Le voleur d’une camionnette Silverado entend poursuivre sa victime qui lui aurait «vendu» un véhicule en mauvais état. Le Baieriverain Patrick Simard a refusé, vendredi, de signer un papier afin de redonner le camion à son propriétaire d’origine, obligeant le tribunal à émettre une ordonnance afin que l’homme floué puisse récupérer son bien.

Cette histoire particulière s’est déroulée vendredi au Palais de justice de Chicoutimi. Simard, un individu de 35 ans, a acheté le camion auprès de la victime. Il a ensuite obtenu une plaque d’immatriculation, ayant été en mesure de fournir les papiers démontrant qu’il en était le propriétaire.

Le problème, c’est que Simard n’a jamais payé le vendeur. L’homme a porté plainte au Service de police de Saguenay (SPS) et Simard a été accusé de fraude et de vol. Il a même plaidé coupable à ces accusations et à de nombreuses autres infractions criminelles. Il devait recevoir sa sentence dans une quarantaine de dossiers et plus de 50 chefs d’accusation pour des vols, des fraudes, des bris et des entraves au travail des policiers.

La victime de cette fraude est venue expliquer au juge Daoust qu’il ne pouvait récupérer et immatriculer son véhicule auprès de la Société d’assurance-automobile du Québec (SAAQ) étant donné qu’il était toujours au nom de Simard.

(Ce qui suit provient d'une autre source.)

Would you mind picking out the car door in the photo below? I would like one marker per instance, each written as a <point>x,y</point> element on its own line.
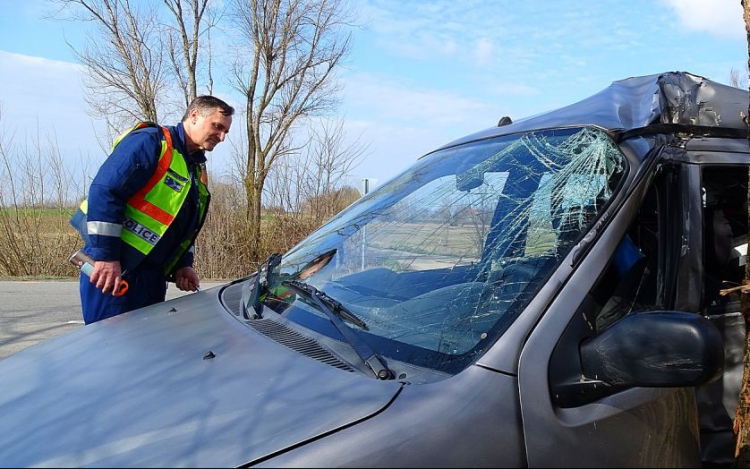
<point>631,267</point>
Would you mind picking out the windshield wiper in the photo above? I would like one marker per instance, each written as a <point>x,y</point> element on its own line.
<point>336,311</point>
<point>262,280</point>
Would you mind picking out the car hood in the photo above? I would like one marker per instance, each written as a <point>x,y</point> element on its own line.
<point>139,390</point>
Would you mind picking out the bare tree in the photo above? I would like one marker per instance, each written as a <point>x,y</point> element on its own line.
<point>329,161</point>
<point>289,50</point>
<point>742,419</point>
<point>128,57</point>
<point>123,57</point>
<point>183,43</point>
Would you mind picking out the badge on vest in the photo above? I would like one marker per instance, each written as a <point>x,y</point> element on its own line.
<point>173,184</point>
<point>141,231</point>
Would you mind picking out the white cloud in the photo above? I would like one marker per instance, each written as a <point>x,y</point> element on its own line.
<point>484,52</point>
<point>404,122</point>
<point>393,101</point>
<point>44,98</point>
<point>721,18</point>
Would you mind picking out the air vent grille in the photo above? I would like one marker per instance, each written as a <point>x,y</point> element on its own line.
<point>297,342</point>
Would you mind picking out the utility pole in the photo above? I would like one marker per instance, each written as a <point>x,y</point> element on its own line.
<point>364,186</point>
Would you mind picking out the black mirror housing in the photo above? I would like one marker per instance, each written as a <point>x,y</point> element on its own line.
<point>655,349</point>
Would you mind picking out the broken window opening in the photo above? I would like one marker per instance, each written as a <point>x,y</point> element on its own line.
<point>441,260</point>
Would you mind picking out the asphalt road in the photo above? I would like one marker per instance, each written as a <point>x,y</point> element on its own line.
<point>33,311</point>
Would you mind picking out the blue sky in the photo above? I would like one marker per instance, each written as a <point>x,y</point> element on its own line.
<point>421,73</point>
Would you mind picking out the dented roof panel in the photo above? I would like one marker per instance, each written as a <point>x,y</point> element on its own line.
<point>636,103</point>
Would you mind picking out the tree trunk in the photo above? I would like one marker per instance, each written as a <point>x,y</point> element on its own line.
<point>254,208</point>
<point>742,419</point>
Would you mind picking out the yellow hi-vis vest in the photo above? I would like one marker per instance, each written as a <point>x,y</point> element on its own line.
<point>150,212</point>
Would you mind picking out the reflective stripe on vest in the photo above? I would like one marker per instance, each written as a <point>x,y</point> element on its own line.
<point>152,210</point>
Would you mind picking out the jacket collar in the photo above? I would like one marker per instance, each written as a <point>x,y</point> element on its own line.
<point>180,144</point>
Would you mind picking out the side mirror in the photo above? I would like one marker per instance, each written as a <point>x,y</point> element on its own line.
<point>648,349</point>
<point>655,349</point>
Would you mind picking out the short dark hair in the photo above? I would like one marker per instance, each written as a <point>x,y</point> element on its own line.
<point>206,105</point>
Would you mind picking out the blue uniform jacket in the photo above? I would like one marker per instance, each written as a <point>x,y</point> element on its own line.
<point>123,174</point>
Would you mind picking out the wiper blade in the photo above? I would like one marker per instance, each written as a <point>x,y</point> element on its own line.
<point>262,280</point>
<point>336,311</point>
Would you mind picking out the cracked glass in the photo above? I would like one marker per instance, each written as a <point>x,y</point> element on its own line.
<point>441,260</point>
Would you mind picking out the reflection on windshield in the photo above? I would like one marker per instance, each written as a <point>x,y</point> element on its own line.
<point>442,259</point>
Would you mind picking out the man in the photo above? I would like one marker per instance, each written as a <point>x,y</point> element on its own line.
<point>145,208</point>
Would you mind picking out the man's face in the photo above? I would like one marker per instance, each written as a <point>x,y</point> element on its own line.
<point>204,133</point>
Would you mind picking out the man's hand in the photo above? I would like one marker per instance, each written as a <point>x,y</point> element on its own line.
<point>186,279</point>
<point>106,276</point>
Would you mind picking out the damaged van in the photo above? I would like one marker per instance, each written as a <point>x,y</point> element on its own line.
<point>555,291</point>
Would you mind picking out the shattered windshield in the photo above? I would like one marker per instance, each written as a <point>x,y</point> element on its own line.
<point>441,260</point>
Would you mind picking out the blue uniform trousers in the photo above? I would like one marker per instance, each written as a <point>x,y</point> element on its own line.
<point>148,286</point>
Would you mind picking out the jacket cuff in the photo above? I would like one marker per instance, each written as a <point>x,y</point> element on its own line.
<point>104,248</point>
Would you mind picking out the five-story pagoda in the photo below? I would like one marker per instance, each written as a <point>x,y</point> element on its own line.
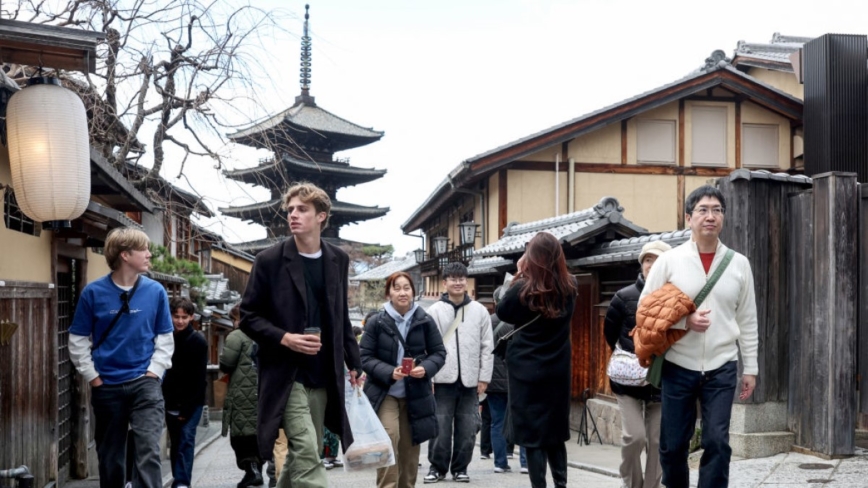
<point>304,139</point>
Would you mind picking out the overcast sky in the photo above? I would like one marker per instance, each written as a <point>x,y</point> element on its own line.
<point>446,80</point>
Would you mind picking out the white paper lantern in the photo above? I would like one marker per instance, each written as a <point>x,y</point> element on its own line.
<point>49,151</point>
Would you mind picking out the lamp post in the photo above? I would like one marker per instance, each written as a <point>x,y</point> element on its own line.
<point>440,244</point>
<point>49,152</point>
<point>468,232</point>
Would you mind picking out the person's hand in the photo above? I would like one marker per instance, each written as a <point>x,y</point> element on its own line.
<point>699,321</point>
<point>748,383</point>
<point>303,343</point>
<point>417,372</point>
<point>397,375</point>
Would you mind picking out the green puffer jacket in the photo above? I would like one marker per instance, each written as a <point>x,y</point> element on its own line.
<point>239,409</point>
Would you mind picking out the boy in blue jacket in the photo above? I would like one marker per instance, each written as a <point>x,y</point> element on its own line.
<point>121,342</point>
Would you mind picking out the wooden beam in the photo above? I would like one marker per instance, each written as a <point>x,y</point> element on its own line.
<point>737,135</point>
<point>679,206</point>
<point>632,169</point>
<point>624,141</point>
<point>681,132</point>
<point>501,202</point>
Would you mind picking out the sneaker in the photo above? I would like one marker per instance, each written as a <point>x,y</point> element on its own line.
<point>433,476</point>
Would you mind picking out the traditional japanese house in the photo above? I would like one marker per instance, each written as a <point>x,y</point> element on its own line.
<point>303,139</point>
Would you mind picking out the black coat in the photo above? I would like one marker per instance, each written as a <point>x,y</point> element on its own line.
<point>185,383</point>
<point>499,379</point>
<point>379,351</point>
<point>539,363</point>
<point>620,320</point>
<point>274,303</point>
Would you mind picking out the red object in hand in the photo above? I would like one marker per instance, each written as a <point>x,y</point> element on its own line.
<point>407,365</point>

Le tribunal demandait donc l’autorisation du voleur de restituer le bien à sa victime en signant un document.

«Il n’en est pas question. Je ne signerai absolument rien. J’ai obtenu un camion en mauvais état. Le différentiel, la direction du véhicule, les amortisseurs, tout était fini. Je ne signerai rien», a indiqué Patrick Simard, qui est incarcéré pour de nombreuses infractions.

«J’ai même l’intention de poursuivre le vendeur du camion au civil, parce que j’ai mis beaucoup d’argent sur ce véhicule», a plaidé l’accusé.

Me Sébastien Vallée, de la Couronne, a pourtant signifié que Simard avait plaidé coupable à un vol et une fraude, mais l’accusé a immédiatement fait savoir qu’il entendait être relevé de ses plaidoyers de culpabilité.

«Au fait, je n’ai pas besoin de votre signature ou de votre approbation. Je vais émettre une ordonnance de la cour permettant à la SAAQ de remettre les papiers et la plaque d’immatriculation à la victime dans cette affaire», a indiqué le juge Daoust.

Dossiers

Par ailleurs, Simard, dont les intérêts sont représentés par Me Charles Cantin, devait plaider coupable dans huit autres dossiers en provenance d’un autre district judiciaire.

L’individu de 35 ans a refusé de le faire, obligeant le tribunal à retourner les dossiers dans le district d’origine.

Le dossier a été remis à la fin du mois de février pour le dépôt de la requête pour le retrait des plaidoyers de culpabilité.